The murder was the most shocking aspect in a scandal involving allegations that an associate of recently toppled Prime Minister Najib Razak arranged huge kickbacks for the purchase of French submarines in 2002.
The case captivated Malaysia for years and there have long been allegations that Najib — defense minister at the time of the deal — and his wife Rosmah Mansor were involved. They have steadfastly denied the claims.
Two government bodyguards were convicted of the killing and sentenced to death. One subsequently fled to Australia, where he is in detention, and maintains he was ordered by “important people” to carry out the murder.
Altantuya’s father visited Malaysia this week. He met new Prime Minister Mahathir Mohamad, who backed re-opening the investigation, and lodged a fresh police report about the murder.
“I can confirm we are reopening investigations,” national police chief Mohamad Fuzi Harun was cited as saying by The Star newspaper.
“We will conduct our duties without fear or favor.”
Eric Paulsen, head of local rights group Lawyers for Liberty, said that Najib should be among the new witnesses to be interviewed by the police.

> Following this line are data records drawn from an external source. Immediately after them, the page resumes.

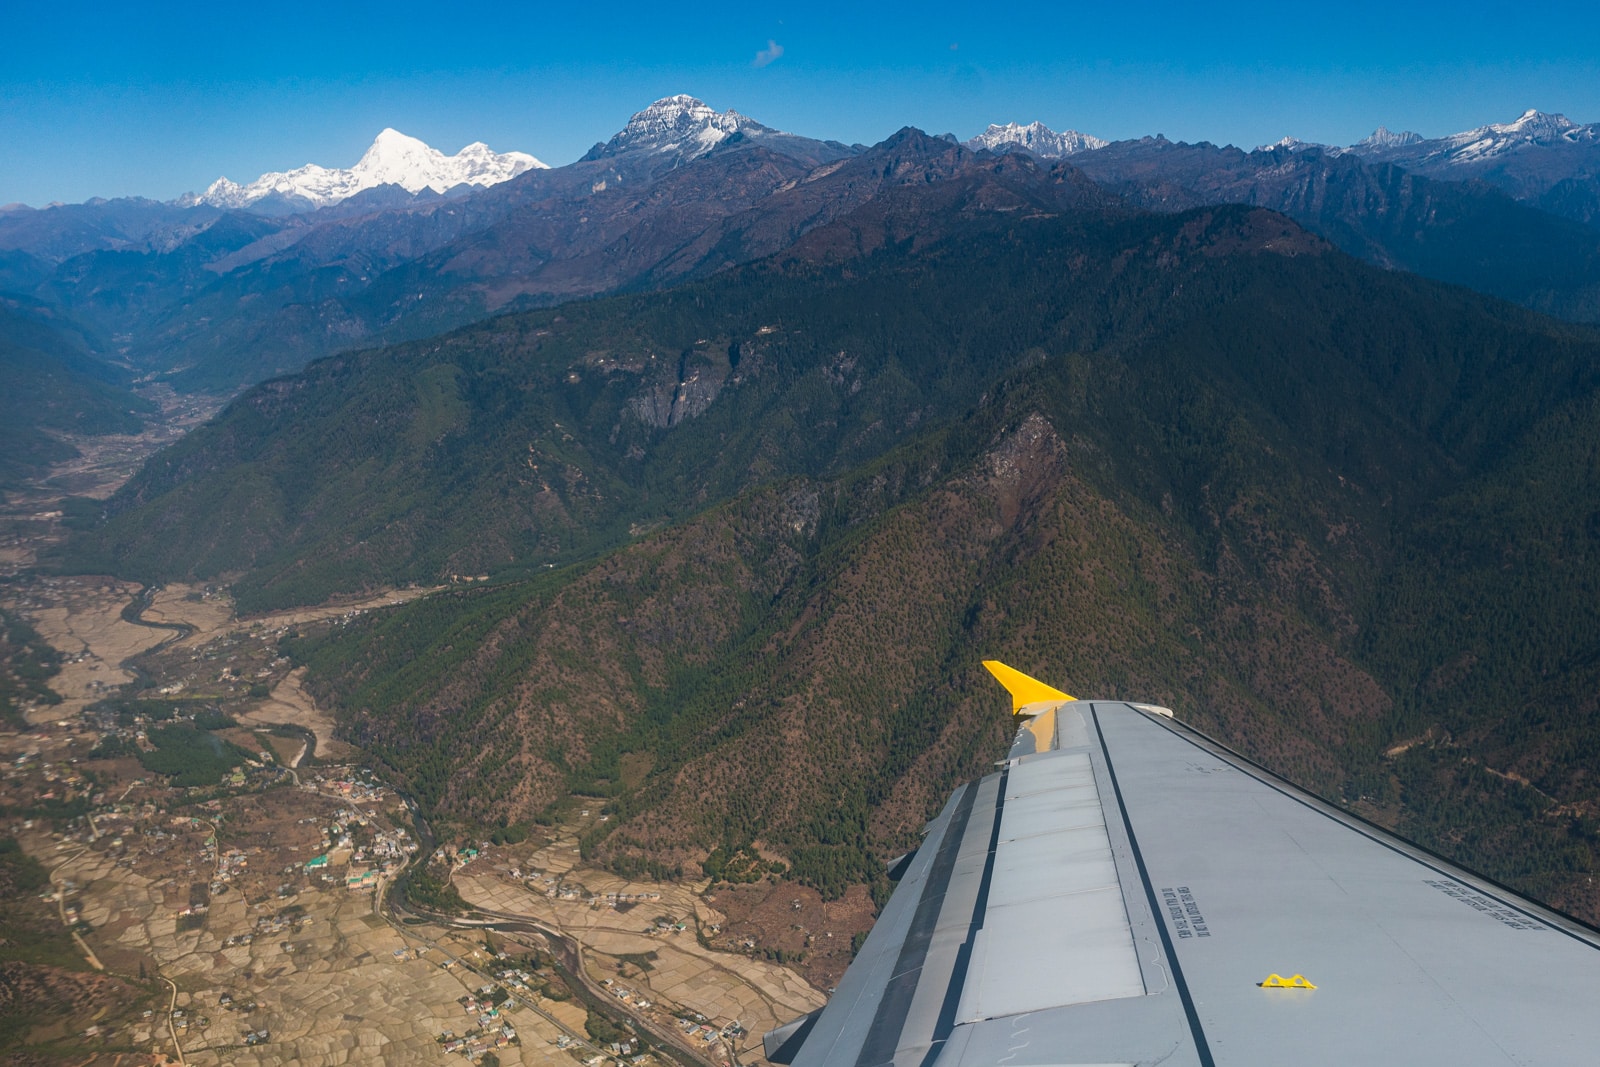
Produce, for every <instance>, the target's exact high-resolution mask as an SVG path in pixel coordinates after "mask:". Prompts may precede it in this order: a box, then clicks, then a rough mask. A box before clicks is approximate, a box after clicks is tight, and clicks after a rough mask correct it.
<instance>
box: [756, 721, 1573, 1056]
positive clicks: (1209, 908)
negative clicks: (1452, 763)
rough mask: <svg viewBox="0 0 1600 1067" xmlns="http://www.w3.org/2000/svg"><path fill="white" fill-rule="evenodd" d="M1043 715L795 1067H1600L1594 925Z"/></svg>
mask: <svg viewBox="0 0 1600 1067" xmlns="http://www.w3.org/2000/svg"><path fill="white" fill-rule="evenodd" d="M1029 710H1030V712H1034V715H1032V718H1030V720H1029V721H1027V723H1026V725H1024V728H1022V729H1021V731H1019V734H1018V741H1016V744H1014V745H1013V750H1011V757H1010V758H1008V760H1006V761H1005V765H1003V768H1002V769H1000V771H998V773H995V774H989V776H987V777H984V779H981V781H978V782H971V784H966V785H963V787H962V789H958V790H957V792H955V795H954V797H952V798H950V801H949V803H947V805H946V808H944V811H942V813H941V814H939V817H938V819H934V821H933V822H931V824H930V825H928V830H926V837H925V841H923V845H922V848H918V851H917V854H915V856H914V859H912V862H910V865H909V869H907V870H906V873H904V877H902V880H901V883H899V886H898V888H896V891H894V894H893V897H891V899H890V902H888V905H886V907H885V910H883V915H882V917H880V918H878V923H877V925H875V926H874V929H872V934H870V936H869V937H867V942H866V944H864V945H862V949H861V953H859V955H858V957H856V960H854V963H851V966H850V969H848V971H846V973H845V976H843V979H842V981H840V984H838V989H837V992H835V993H834V997H832V998H830V1001H829V1005H827V1006H826V1008H824V1009H822V1011H821V1014H818V1016H814V1017H813V1019H808V1021H806V1024H805V1027H802V1029H800V1030H798V1032H795V1033H792V1035H787V1033H786V1035H779V1033H778V1032H774V1035H770V1037H771V1038H773V1040H770V1041H768V1049H770V1053H771V1054H773V1056H774V1057H776V1059H779V1062H789V1061H792V1062H794V1064H795V1067H850V1065H854V1067H885V1065H890V1064H893V1065H896V1067H957V1065H962V1067H966V1065H971V1067H976V1065H994V1064H1006V1065H1014V1067H1027V1065H1046V1064H1048V1065H1053V1067H1062V1065H1067V1064H1168V1065H1171V1067H1178V1065H1210V1064H1240V1065H1258V1064H1259V1065H1261V1067H1267V1065H1269V1064H1270V1065H1272V1067H1283V1065H1293V1067H1312V1065H1318V1064H1339V1065H1341V1067H1346V1065H1349V1064H1453V1065H1454V1064H1586V1062H1600V936H1597V933H1595V931H1592V929H1589V928H1586V926H1581V925H1578V923H1574V921H1571V920H1566V918H1563V917H1560V915H1557V913H1554V912H1549V910H1546V909H1541V907H1539V905H1536V904H1533V902H1530V901H1526V899H1523V897H1518V896H1517V894H1514V893H1509V891H1507V889H1504V888H1499V886H1494V885H1491V883H1486V881H1483V880H1482V878H1477V877H1474V875H1470V873H1467V872H1464V870H1461V869H1458V867H1453V865H1450V864H1446V862H1443V861H1440V859H1437V857H1434V856H1430V854H1429V853H1426V851H1422V849H1418V848H1414V846H1411V845H1406V843H1405V841H1400V840H1398V838H1395V837H1390V835H1387V833H1384V832H1381V830H1378V829H1374V827H1371V825H1368V824H1365V822H1360V821H1358V819H1354V817H1349V816H1344V814H1342V813H1339V811H1338V809H1334V808H1331V806H1328V805H1325V803H1322V801H1318V800H1315V798H1312V797H1310V795H1307V793H1302V792H1299V790H1296V789H1293V787H1290V785H1286V784H1283V782H1282V781H1280V779H1275V777H1272V776H1270V774H1267V773H1266V771H1261V769H1259V768H1256V766H1253V765H1250V763H1248V761H1246V760H1243V758H1240V757H1237V755H1235V753H1232V752H1229V750H1226V749H1222V747H1221V745H1218V744H1214V742H1211V741H1208V739H1206V737H1203V736H1202V734H1197V733H1194V731H1190V729H1187V728H1184V726H1181V725H1178V723H1174V721H1173V720H1171V718H1170V713H1160V709H1146V707H1142V705H1131V704H1120V702H1099V701H1054V702H1050V704H1048V705H1045V704H1040V705H1034V707H1030V709H1029ZM1269 976H1282V977H1283V979H1286V981H1293V979H1294V977H1296V976H1301V977H1302V981H1304V982H1307V984H1309V985H1314V989H1312V987H1304V985H1285V987H1278V985H1274V984H1267V985H1262V982H1266V981H1267V979H1269ZM784 1037H789V1043H787V1046H784V1048H782V1049H779V1048H776V1045H782V1038H784ZM795 1046H798V1048H795Z"/></svg>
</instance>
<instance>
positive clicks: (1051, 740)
mask: <svg viewBox="0 0 1600 1067" xmlns="http://www.w3.org/2000/svg"><path fill="white" fill-rule="evenodd" d="M1022 729H1026V731H1029V733H1030V734H1034V752H1050V750H1051V749H1054V747H1056V709H1050V710H1048V712H1045V713H1043V715H1035V717H1034V718H1030V720H1027V721H1026V723H1024V725H1022Z"/></svg>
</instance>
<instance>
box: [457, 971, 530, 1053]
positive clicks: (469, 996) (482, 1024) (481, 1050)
mask: <svg viewBox="0 0 1600 1067" xmlns="http://www.w3.org/2000/svg"><path fill="white" fill-rule="evenodd" d="M496 993H499V995H501V997H499V1003H496V1000H494V997H496ZM458 1003H461V1006H462V1009H464V1011H466V1013H467V1014H469V1016H472V1017H474V1019H475V1021H477V1024H478V1025H477V1029H474V1030H469V1032H467V1033H464V1035H461V1037H456V1033H454V1032H451V1030H445V1032H443V1033H442V1035H440V1038H438V1040H440V1043H442V1045H443V1046H445V1051H446V1053H459V1054H462V1056H466V1057H469V1059H477V1057H478V1056H482V1054H483V1053H488V1051H491V1049H496V1048H506V1046H507V1045H510V1043H512V1041H515V1040H517V1029H515V1027H514V1025H512V1024H510V1021H509V1019H501V1008H502V1006H504V1008H507V1009H510V1008H512V1006H515V1003H517V1001H515V1000H510V998H509V997H506V995H504V990H496V989H494V987H493V985H485V987H482V989H480V990H478V992H477V993H467V995H466V997H462V998H461V1000H459V1001H458Z"/></svg>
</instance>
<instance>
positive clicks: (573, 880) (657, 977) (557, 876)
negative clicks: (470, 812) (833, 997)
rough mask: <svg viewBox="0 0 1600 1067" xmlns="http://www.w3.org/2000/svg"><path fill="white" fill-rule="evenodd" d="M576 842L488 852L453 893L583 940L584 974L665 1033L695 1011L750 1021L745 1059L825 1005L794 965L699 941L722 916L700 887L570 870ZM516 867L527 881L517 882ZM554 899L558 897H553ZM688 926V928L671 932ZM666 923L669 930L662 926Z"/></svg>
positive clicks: (756, 1059)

“We want to know why Altantuya was killed and who ordered her killing,” he said.
Malaysians broke the six-decade stranglehold on power of Najib’s coalition at elections last month, and voted in a reformist alliance headed by 92-year-old Mahathir.
Altantuya was the mistress of Najib’s associate, Abdul Razak Baginda, and was alleged to have demanded a cut in the submarine deal for translating during negotiations.
Abdul Razak was cleared in 2008 of abetting the murder.
The bodyguard who fled to Australia, Sirul Azhar Umar, recently said he is willing to assist any new government investigation into the case, a potential major breakthrough.